Branch sale and funding cuts behind pharmacy chain’s £74k profit loss
A chain of five pharmacies across England and Wales has attributed its £74,000 pre-tax profit loss to selling one branch, “funding uncertainty”, and generics pricing issues.
Pre-tax profit for the independent H Shackleton chain in the 12 months to October 2017 fell from £496,000 to £422,000, with half the loss due to the sale of one pharmacy in Wales, co-director Geoff Shackleton told C+D yesterday (August 13).
The turnover across all five H Shackleton branches over this period was down by almost 3%, from approximately £8.5 million to £8.25m, following “the trend [of] the last couple of years”, Mr Shackleton said.
The chain, which has branches in England and Wales, was forced to “cannibalise” its business by selling a pharmacy in Raglan, Monmouthshire last year “because of the uncertainty of pharmacy funding” in England, Mr Shackleton said.
The group now has three pharmacies in Wales as well as two in Hereford, England.
Aside from the funding cuts in England, H Shackleton’s turnover has also been shrinking because of the shift from branded to generics medicines, where potential profit has been “negated” by problems with generic pricing, Mr Shackleton said.

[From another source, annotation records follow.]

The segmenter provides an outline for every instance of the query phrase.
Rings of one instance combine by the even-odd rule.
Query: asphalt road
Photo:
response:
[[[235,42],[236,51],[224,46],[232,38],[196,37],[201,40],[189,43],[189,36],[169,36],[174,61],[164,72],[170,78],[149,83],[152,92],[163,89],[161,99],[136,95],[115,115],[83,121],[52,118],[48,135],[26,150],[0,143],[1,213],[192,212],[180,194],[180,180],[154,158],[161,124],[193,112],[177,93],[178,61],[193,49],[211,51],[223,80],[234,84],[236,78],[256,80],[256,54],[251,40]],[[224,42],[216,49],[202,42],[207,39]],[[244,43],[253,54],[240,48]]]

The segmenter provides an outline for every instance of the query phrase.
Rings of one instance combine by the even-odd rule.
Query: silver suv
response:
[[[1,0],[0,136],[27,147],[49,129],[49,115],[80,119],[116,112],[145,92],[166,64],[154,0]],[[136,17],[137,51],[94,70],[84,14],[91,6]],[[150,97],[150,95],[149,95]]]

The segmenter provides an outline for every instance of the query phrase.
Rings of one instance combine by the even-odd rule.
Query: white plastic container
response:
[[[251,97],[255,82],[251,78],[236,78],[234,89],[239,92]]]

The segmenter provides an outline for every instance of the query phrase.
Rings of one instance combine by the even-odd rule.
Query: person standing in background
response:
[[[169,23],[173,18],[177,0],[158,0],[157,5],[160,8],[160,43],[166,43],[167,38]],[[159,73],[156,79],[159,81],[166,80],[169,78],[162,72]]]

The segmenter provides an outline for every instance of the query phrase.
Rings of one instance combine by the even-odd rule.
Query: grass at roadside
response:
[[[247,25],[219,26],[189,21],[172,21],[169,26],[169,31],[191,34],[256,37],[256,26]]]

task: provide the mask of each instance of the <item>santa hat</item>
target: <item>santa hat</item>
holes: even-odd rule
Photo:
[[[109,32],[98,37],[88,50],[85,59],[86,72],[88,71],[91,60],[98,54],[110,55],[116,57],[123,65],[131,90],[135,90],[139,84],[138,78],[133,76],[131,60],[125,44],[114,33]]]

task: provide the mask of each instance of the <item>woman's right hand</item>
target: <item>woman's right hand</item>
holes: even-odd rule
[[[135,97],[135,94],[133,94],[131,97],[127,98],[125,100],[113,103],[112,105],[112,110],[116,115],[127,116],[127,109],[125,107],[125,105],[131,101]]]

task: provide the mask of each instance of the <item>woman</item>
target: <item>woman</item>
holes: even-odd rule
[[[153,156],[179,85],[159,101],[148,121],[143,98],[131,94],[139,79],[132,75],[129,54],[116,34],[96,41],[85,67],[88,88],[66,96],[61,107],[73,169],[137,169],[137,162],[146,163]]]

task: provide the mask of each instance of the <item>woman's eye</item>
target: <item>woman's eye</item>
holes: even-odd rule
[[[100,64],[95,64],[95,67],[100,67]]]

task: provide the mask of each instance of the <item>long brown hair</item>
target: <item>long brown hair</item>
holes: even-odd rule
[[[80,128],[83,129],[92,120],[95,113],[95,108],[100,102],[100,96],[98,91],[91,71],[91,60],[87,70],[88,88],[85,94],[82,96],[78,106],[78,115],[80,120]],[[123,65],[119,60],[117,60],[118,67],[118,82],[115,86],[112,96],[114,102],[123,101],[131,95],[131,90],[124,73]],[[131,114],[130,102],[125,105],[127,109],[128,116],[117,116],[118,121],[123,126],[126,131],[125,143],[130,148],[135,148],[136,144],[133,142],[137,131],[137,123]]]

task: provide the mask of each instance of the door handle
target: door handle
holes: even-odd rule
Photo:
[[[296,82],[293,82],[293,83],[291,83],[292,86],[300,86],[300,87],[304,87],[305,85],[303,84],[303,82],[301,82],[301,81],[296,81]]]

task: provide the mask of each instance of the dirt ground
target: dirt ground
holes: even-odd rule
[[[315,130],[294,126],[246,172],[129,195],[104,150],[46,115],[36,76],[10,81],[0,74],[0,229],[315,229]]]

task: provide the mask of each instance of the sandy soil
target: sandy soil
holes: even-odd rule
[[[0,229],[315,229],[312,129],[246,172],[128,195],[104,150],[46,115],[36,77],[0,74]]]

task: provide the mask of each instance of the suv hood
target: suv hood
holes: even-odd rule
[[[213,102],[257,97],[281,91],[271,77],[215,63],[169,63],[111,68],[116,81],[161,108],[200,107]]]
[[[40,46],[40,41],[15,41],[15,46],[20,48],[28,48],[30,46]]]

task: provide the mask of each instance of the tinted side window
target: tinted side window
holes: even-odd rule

Relocation to offer extra services
In a push to consolidate the business after the sale, H Shackleton is relocating another Monmouthshire pharmacy, in Abergavenny, into a newly-fitted branch on the same road next week.
The new pharmacy will have a consultation and a treatment room, where it will offer travel vaccinations, Mr Shackleton said.
“We’re trying to make it an environment [that can provide] the extra services we can do now,” he added.
Welsh pharmacies in a “much better position”
Mr Shackleton said his community pharmacies in Wales are in “a much better position” than those in England, as the branches in England dispensing “below 5,000” items a month “will be very hard to keep running”.
“In England they are not promoting new services, they are quite often stopping new [ones], so it's much more difficult for us to increase any remuneration we're losing.”
“Whereas in Wales they've ring-fenced the money [for] new services. The biggest one is the common ailments service, which is now spread throughout the whole of Wales.”